Read QC & Trimming

The goal of QC is not to make plots—it’s to decide whether data is usable and what preprocessing is needed. Good QC catches sample swaps, adapter contamination, low complexity reads, and systematic quality decay.

What to look at first

Total reads and yield per sample/lane
Per-base quality profiles
Adapter/primer contamination signatures
Per-read GC distribution and outliers
Overrepresented sequences (possible contamination)

Typical tools

fastqc / multiqc for reporting
cutadapt, fastp, trimmomatic for trimming

Example commands

# QC
fastqc -t 4 sample_R1.fastq.gz sample_R2.fastq.gz
multiqc .

# Adapter trimming (illustrative)
cutadapt -j 4 -a ADAPTER_FWD -A ADAPTER_REV \
  -q 20,20 --minimum-length 50 \
  -o trimmed_R1.fastq.gz -p trimmed_R2.fastq.gz \
  sample_R1.fastq.gz sample_R2.fastq.gz

How to think about Phred scores

Phred scores convert error probabilities into an additive scale:

Q = -10 * log10(p_error)

This means going from Q20 to Q30 is a 10× reduction in error probability.
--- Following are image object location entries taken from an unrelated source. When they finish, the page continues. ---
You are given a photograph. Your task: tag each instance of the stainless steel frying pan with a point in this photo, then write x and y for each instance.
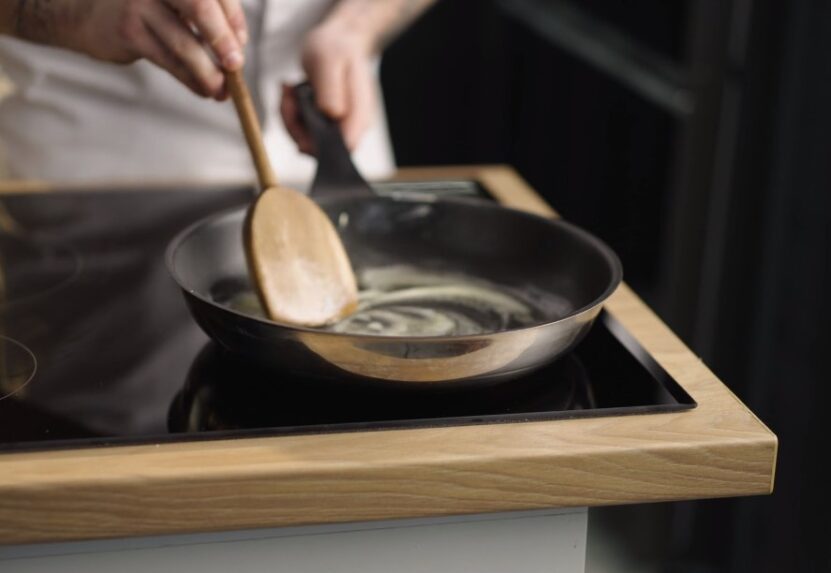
(565, 273)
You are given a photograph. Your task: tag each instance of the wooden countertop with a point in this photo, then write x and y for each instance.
(719, 449)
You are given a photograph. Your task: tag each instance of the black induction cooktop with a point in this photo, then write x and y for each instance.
(97, 347)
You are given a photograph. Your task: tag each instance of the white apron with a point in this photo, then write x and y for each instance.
(73, 119)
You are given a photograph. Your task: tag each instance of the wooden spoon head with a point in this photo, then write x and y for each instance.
(297, 261)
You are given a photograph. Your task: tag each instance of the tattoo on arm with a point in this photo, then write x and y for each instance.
(41, 20)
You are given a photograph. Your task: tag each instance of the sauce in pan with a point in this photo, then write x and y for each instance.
(408, 301)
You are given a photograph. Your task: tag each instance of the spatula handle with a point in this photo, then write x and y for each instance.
(251, 127)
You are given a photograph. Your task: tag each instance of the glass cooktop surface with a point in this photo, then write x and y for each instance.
(97, 346)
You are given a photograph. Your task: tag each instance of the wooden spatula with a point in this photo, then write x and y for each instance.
(296, 259)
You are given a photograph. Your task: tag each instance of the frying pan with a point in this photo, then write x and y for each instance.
(565, 272)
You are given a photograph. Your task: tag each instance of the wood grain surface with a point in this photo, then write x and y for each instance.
(718, 449)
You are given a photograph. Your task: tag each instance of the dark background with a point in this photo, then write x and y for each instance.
(695, 138)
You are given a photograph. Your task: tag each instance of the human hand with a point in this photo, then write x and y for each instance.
(337, 62)
(194, 40)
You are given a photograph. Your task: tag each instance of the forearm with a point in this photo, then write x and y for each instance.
(378, 21)
(40, 21)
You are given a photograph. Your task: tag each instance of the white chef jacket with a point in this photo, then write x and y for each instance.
(73, 119)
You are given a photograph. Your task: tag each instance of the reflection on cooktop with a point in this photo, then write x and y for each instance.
(119, 360)
(224, 392)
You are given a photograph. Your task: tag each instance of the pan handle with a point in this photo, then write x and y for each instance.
(336, 174)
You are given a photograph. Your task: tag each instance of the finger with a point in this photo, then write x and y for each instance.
(362, 104)
(185, 47)
(154, 50)
(328, 78)
(236, 18)
(290, 111)
(210, 21)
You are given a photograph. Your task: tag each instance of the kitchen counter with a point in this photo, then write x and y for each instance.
(718, 449)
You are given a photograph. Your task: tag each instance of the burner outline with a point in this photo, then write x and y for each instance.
(16, 343)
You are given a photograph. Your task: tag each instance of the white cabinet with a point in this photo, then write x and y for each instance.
(520, 542)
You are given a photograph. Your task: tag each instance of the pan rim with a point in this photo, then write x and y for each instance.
(611, 258)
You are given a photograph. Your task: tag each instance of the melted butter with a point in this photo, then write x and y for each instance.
(408, 301)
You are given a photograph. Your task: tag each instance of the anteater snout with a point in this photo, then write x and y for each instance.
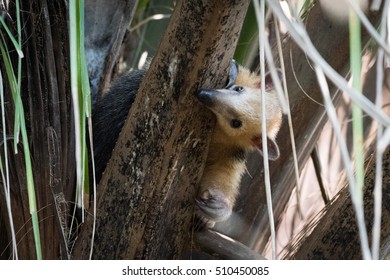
(206, 96)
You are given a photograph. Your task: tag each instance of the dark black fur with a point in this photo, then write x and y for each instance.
(109, 114)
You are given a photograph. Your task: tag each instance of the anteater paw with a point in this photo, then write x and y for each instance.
(213, 207)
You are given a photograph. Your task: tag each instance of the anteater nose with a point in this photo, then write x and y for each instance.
(206, 96)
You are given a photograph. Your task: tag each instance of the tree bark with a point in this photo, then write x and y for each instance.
(47, 107)
(335, 235)
(146, 195)
(308, 120)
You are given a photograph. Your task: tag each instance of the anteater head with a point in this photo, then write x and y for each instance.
(238, 109)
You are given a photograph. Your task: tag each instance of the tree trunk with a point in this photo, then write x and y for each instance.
(47, 106)
(146, 195)
(308, 120)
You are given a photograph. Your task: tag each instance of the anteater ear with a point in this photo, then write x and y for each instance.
(273, 149)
But trimming too aggressively can remove real signal—especially for low-input RNA-seq or ancient DNA.

Rule of thumb

Trim adapters confidently; trim qualities conservatively unless you have a reason.

Watch out

If most reads require heavy trimming, check library prep and run quality.

Per-base quality summary (example)

Quality often decays toward the end of reads. The exact shape depends on platform and run conditions.

Adapter signal across cycles (example)

A rising adapter fraction at later cycles suggests short inserts relative to read length.

Decision matrix

Observation	Likely cause	Action
Sharp quality drop after cycle N	End-of-read decay	Consider trimming last cycles or use a quality cutoff
Adapter peaks	Short inserts	Trim adapters; evaluate minimum length
Unexpected GC peak	Contamination or biased capture	Screen contamination; check sample metadata
Many identical reads	PCR duplicates / low complexity	Consider deduplication; assess library complexity

QC Nightmare Scenarios (When to re-sequence)

1. The "Sawtooth" Pattern

If per-base quality oscillates every few bases, it suggests a mechanical or optical failure during the run. This data is often unreliable for variant calling.

2. >90% Duplication Rate

If you have 50M reads but only 5M unique sequences, you essentially sequenced "noise". This often means input DNA was too low or PCR was over-cycled.